The cast features so many big names that a few — Cruz, Pitt, Ruben Blades, even the German star Bruno Ganz — actually occupy rather small supporting roles. Michael Fassbender's passive performance creates something of a hole in the middle of the picture, which really needs a stronger presence than he can supply.

As the eccentric, mercurial Reiner, Javier Bardem provides probably the best acting in the film, creating a really compelling character, perhaps the one person who needs more screen time.
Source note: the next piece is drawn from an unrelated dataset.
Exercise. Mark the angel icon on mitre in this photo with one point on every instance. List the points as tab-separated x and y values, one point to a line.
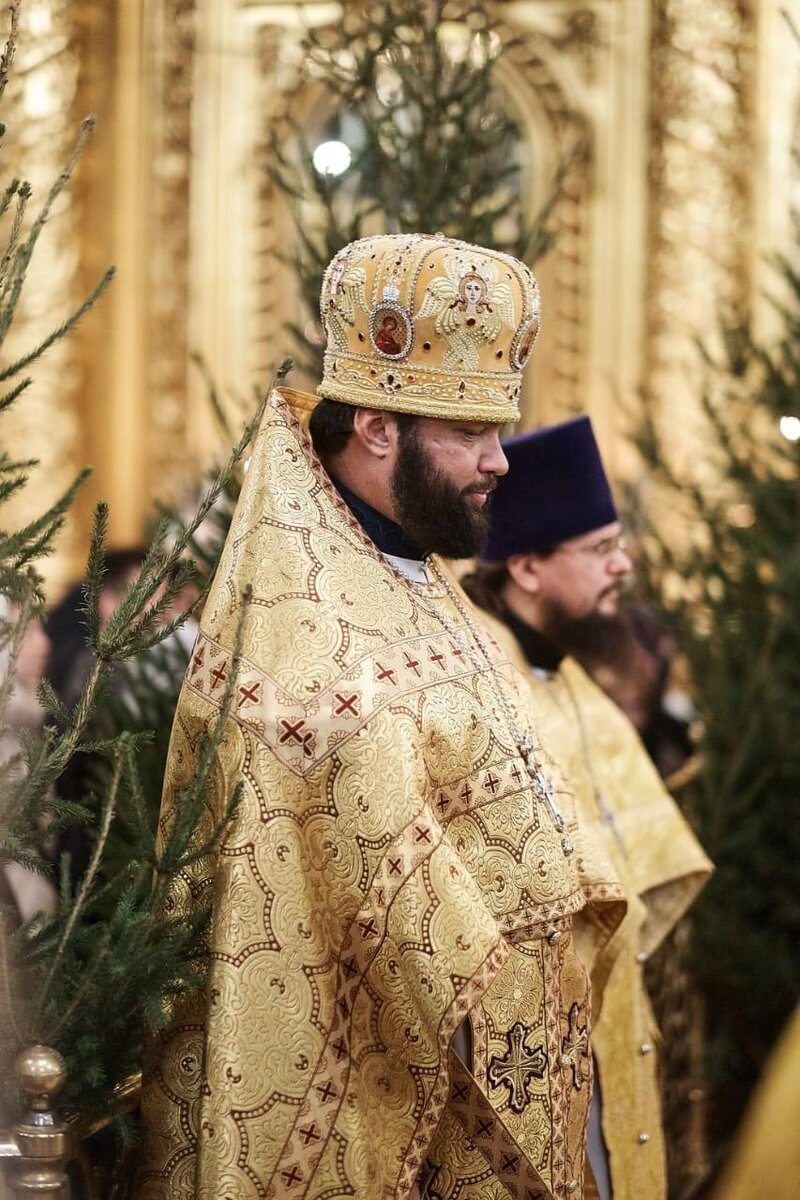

The other strong presence is the stunningly beautiful Cameron Diaz, Reiner's mistress, who blithely orchestrates her own devious scheme and demonstrates a previously hidden depth and versatility.

Among all the intercutting and violence, the surprisingly talky script explores some strange territory, with dialogue that must be the work of Cormac McCarthy, some of it quite funny, much of it aspiring to some understated philosophizing. Both Reiner and Westray caution the counselor about the danger of his endeavor, but also indulge in some personal moralizing; Westray, in particular, suggests a kind of Heisenberg principle, in which the observer of a terrible crime becomes a participant in the act. Bruno Ganz, as a diamond dealer, expatiates eloquently on the mystical symbolism of the gems he sells.

All of the counselor's advisors — not only Reiner and Westray, but also in one brief scene, the Mexican chief of a drug cartel — speak to him about the choices he makes and the consequences of his actions. Enough Existentialism permeates the picture to thicken the air of a Parisian café, and enough despair to please any of its habitués.